Prolific dressage sire Sandro Hit has been euthanized after a short infection led to broader health complications. He was 28.
“Sandro Hit was especially close to my heart,” owner Paul Schockemöhle said in a press release. “He was something very special and the real founder of my now so large stallion station. His loss hits us very hard.”
Schockemöhle purchased Sandro Hit (Sandro Song—Loretta, Ramino-Welt As), who was bred by Reinhold Harder, at auction as a foal in Vechta in 1993.
In 1999, he won the World Championships for 6-year-old dressage horses in Arnheim, the Netherlands, under Dr.
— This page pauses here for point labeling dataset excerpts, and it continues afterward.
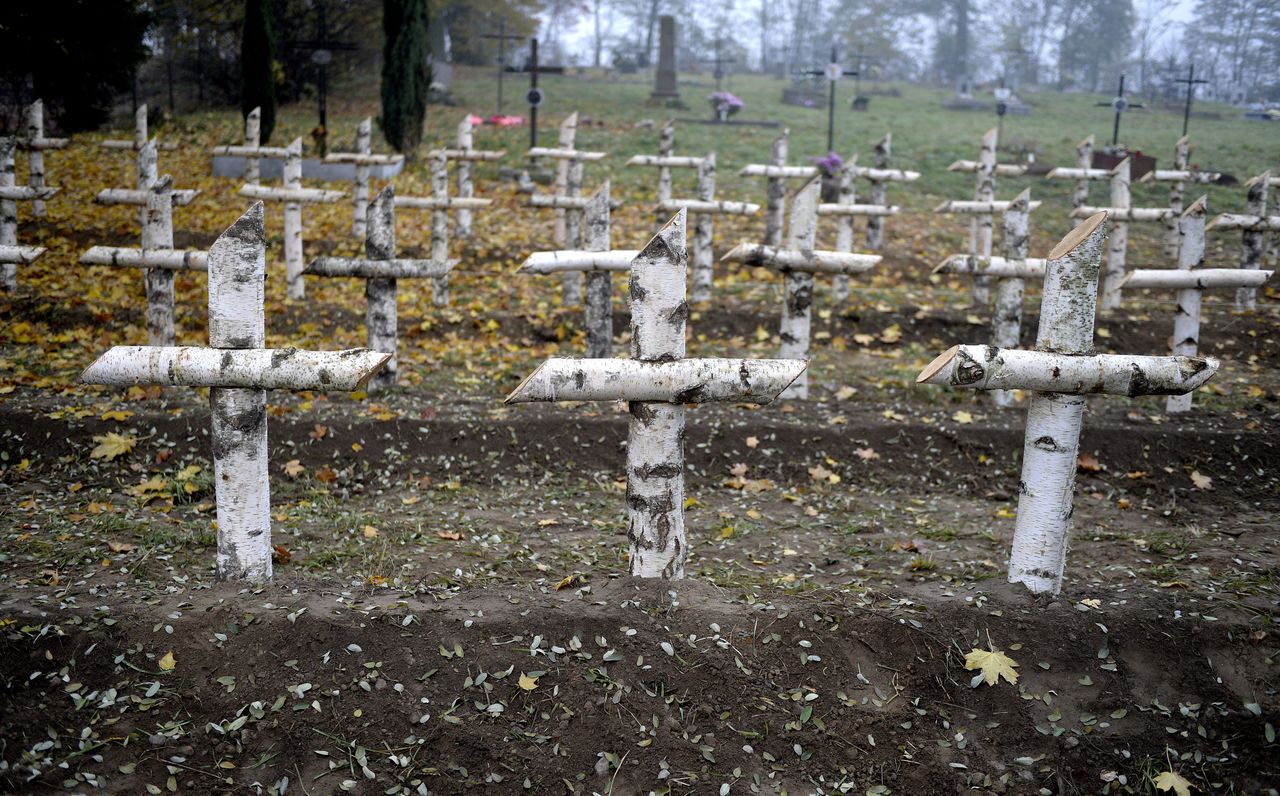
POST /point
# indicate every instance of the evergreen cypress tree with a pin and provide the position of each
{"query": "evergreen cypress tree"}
(257, 64)
(406, 73)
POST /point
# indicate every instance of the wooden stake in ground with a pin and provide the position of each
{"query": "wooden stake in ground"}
(293, 196)
(35, 143)
(238, 370)
(658, 382)
(466, 155)
(1060, 371)
(1121, 214)
(440, 204)
(1191, 279)
(1010, 270)
(1253, 227)
(10, 254)
(798, 264)
(981, 228)
(704, 210)
(1178, 177)
(598, 262)
(159, 257)
(362, 158)
(380, 268)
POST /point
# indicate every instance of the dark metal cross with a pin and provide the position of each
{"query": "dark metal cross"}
(832, 72)
(503, 37)
(1192, 81)
(321, 54)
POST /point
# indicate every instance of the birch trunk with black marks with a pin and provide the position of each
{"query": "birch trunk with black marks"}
(656, 440)
(599, 283)
(1006, 321)
(703, 230)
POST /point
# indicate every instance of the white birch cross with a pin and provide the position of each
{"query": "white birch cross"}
(293, 196)
(598, 262)
(567, 199)
(10, 254)
(1178, 177)
(159, 257)
(240, 370)
(1009, 270)
(1121, 214)
(658, 382)
(1253, 225)
(252, 150)
(845, 210)
(704, 210)
(1191, 279)
(362, 158)
(798, 264)
(986, 169)
(35, 143)
(380, 268)
(466, 154)
(440, 204)
(1060, 373)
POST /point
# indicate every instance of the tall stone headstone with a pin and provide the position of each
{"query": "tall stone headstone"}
(664, 83)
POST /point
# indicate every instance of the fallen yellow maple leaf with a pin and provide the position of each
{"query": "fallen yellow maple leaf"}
(993, 664)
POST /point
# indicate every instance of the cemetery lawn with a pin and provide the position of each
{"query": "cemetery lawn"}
(448, 613)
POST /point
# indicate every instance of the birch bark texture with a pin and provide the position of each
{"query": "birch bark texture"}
(237, 335)
(657, 393)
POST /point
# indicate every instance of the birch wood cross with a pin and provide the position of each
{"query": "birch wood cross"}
(1009, 270)
(1060, 373)
(238, 370)
(704, 210)
(798, 262)
(293, 196)
(252, 151)
(1191, 279)
(598, 262)
(1253, 227)
(10, 254)
(845, 211)
(986, 169)
(440, 204)
(1178, 177)
(362, 158)
(1121, 214)
(35, 143)
(159, 257)
(466, 154)
(777, 174)
(658, 382)
(380, 268)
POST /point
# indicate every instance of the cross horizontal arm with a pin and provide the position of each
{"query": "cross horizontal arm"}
(970, 206)
(136, 196)
(21, 255)
(796, 260)
(265, 369)
(716, 206)
(291, 195)
(574, 260)
(1000, 268)
(168, 259)
(1256, 223)
(758, 169)
(986, 367)
(676, 382)
(362, 268)
(868, 210)
(1201, 279)
(542, 151)
(670, 161)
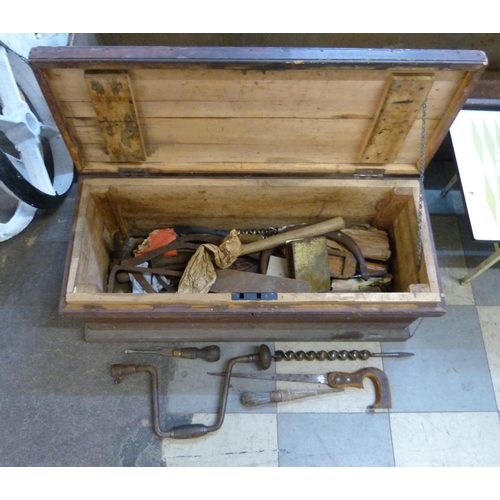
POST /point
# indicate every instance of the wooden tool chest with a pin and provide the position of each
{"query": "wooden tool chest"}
(249, 138)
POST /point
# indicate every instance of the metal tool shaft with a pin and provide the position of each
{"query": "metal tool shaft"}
(334, 355)
(209, 353)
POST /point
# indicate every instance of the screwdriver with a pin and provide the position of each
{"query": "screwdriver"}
(210, 353)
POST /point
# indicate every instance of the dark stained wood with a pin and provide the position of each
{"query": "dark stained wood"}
(113, 100)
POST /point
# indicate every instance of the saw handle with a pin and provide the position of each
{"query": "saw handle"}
(340, 380)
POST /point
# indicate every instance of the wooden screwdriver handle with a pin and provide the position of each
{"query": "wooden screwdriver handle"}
(302, 232)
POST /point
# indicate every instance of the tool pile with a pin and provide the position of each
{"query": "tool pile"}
(263, 358)
(249, 264)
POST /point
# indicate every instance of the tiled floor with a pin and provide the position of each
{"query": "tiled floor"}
(59, 406)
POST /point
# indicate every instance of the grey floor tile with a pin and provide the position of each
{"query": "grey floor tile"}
(439, 204)
(335, 440)
(451, 260)
(242, 441)
(485, 286)
(449, 370)
(446, 439)
(78, 431)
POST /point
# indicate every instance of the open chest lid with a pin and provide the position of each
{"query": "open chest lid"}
(242, 111)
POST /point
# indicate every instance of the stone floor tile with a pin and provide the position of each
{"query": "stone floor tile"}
(449, 370)
(242, 441)
(451, 260)
(446, 439)
(489, 319)
(334, 440)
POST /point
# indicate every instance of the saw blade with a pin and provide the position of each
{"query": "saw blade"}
(287, 377)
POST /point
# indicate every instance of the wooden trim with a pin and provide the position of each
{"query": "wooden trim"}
(266, 57)
(59, 118)
(399, 107)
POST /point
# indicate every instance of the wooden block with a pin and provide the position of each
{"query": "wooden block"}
(308, 260)
(341, 263)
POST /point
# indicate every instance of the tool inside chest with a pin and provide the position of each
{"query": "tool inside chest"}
(253, 140)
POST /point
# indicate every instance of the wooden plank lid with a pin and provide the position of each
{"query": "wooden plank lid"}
(228, 110)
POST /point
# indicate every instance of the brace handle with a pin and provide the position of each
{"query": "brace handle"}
(339, 380)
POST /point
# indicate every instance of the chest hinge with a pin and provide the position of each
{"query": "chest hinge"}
(369, 173)
(133, 172)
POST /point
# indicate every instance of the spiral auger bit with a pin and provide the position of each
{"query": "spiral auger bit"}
(262, 358)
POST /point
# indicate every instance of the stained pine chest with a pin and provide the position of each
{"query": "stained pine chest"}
(247, 139)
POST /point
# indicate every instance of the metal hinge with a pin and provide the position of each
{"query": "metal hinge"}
(369, 173)
(133, 172)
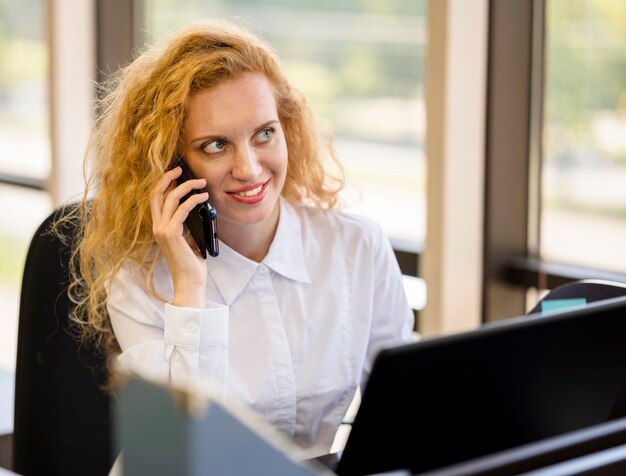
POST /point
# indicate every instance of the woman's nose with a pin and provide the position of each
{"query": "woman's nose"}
(246, 166)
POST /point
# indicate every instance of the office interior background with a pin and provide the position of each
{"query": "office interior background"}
(486, 136)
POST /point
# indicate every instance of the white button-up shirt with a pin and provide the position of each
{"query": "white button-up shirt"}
(292, 337)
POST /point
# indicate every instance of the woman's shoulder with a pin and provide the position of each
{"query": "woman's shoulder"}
(339, 223)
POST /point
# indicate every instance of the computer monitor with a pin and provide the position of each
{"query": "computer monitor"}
(549, 452)
(452, 398)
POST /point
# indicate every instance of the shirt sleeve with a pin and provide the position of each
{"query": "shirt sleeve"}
(159, 341)
(393, 319)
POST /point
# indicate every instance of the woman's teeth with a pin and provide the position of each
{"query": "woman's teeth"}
(250, 193)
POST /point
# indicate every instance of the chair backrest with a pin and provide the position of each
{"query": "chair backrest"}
(590, 290)
(62, 422)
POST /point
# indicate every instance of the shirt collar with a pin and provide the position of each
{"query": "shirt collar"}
(285, 257)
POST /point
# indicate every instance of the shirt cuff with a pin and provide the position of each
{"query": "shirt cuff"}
(186, 326)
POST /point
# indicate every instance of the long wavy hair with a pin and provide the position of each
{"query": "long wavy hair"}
(135, 139)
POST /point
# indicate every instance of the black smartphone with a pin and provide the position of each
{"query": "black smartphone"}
(202, 220)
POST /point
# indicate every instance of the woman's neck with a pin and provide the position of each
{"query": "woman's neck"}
(250, 240)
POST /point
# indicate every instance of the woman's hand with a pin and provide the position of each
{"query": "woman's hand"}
(187, 266)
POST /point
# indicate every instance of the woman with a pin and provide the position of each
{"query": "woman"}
(290, 315)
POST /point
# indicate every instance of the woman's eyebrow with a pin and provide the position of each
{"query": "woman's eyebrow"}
(224, 137)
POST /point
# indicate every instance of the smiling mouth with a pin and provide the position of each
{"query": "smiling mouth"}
(253, 192)
(250, 193)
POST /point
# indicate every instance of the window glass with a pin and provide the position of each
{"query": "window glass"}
(25, 151)
(24, 128)
(361, 65)
(17, 226)
(584, 171)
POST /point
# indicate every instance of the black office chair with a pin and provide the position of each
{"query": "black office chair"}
(62, 422)
(589, 289)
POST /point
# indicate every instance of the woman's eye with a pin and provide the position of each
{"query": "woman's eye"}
(214, 146)
(266, 135)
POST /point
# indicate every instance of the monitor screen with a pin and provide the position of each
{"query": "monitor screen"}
(448, 399)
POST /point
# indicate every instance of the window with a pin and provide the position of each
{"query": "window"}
(361, 65)
(584, 169)
(25, 151)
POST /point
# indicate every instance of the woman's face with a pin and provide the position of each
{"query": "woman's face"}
(232, 137)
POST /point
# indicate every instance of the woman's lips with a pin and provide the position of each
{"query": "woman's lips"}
(251, 194)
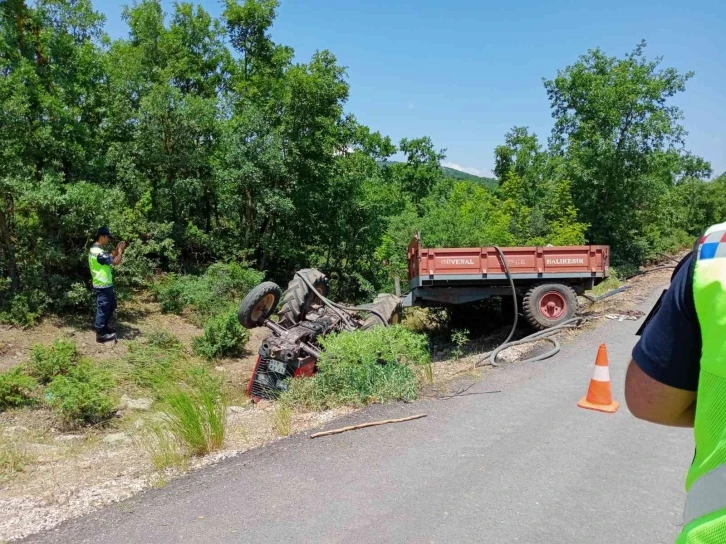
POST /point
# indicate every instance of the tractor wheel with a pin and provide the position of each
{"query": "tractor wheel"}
(298, 299)
(259, 304)
(549, 304)
(389, 306)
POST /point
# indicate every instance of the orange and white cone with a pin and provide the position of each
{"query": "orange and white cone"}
(599, 397)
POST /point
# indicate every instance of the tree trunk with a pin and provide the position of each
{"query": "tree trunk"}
(6, 233)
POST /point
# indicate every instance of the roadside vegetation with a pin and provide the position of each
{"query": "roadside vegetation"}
(201, 142)
(358, 368)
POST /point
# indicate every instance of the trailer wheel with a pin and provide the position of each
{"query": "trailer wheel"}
(259, 304)
(389, 306)
(549, 304)
(298, 298)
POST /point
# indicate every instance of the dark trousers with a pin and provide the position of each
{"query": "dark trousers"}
(105, 305)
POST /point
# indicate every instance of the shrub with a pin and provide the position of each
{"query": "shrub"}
(205, 295)
(12, 460)
(363, 367)
(459, 338)
(155, 364)
(16, 389)
(196, 412)
(47, 362)
(164, 447)
(223, 336)
(78, 298)
(82, 395)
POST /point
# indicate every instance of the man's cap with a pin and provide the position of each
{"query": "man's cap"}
(103, 231)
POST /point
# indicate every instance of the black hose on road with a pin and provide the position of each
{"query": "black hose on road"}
(539, 335)
(338, 308)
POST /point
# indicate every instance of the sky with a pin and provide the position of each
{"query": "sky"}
(466, 71)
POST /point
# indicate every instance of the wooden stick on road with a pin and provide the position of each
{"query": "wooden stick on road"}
(362, 425)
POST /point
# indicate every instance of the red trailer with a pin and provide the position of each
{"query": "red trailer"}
(547, 279)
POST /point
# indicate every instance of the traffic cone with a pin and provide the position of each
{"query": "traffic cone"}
(599, 397)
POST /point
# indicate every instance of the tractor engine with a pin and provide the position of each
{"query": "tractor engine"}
(305, 315)
(281, 357)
Ulf Möller, and then won the Bundeschampionate in Warendorf (Germany) that same year.
From then on, however, breeding took priority.
“Type, charisma, ground-hugging movement potential, rideability: Sandro Hit passed on his unmistakable melting pot to his offspring,” the press release announcing his death stated. “There was hardly a breeding area at home and abroad that did not make use of his genetics.”
He became one of the world’s best dressage sires: In 2017 and 2018 he held second place in the World Breeding Federation for Sport Horses ranking of the most successful dressage stallions, and since 2019 he has been in third place.
He sired eight horses who competed in the Tokyo Olympic Games, including team gold-medal winner Showtime FRH under Dorothee Schneider, and he appears in the pedigree of all three horses on the silver-medal winning U.S. dressage team.
Eleven Bundeschampions can be attributed to Sandro Hit, most recently Sisters Act MT OLD in 2016, who subsequently also placed in front at the World Championships for Young Dressage Horses under Dorothee Schneider. Poetin (2003 Gold 5-year-old), Polka Hit Nexen (2008 Silver 6-year-old), Soliere (2010 Silver 6-year-old) and St. Emilion (2011 Bronze 6yo) also stood on the podium at the World Dressage Horse Championships.
Sandro Hit has over 200 licensed sons, including numerous licensing winners, premium stallions and stallion market leaders. Two of them—Sir Donnerhall I and San Amour—are stationed at the same stud in Mühlen, Germany, where Sandro Hit spent his life.
“I am very happy to have quality sons of Sandro Hit on station, securing his wonderful genes. It is a very difficult farewell,” Schockemöhle said.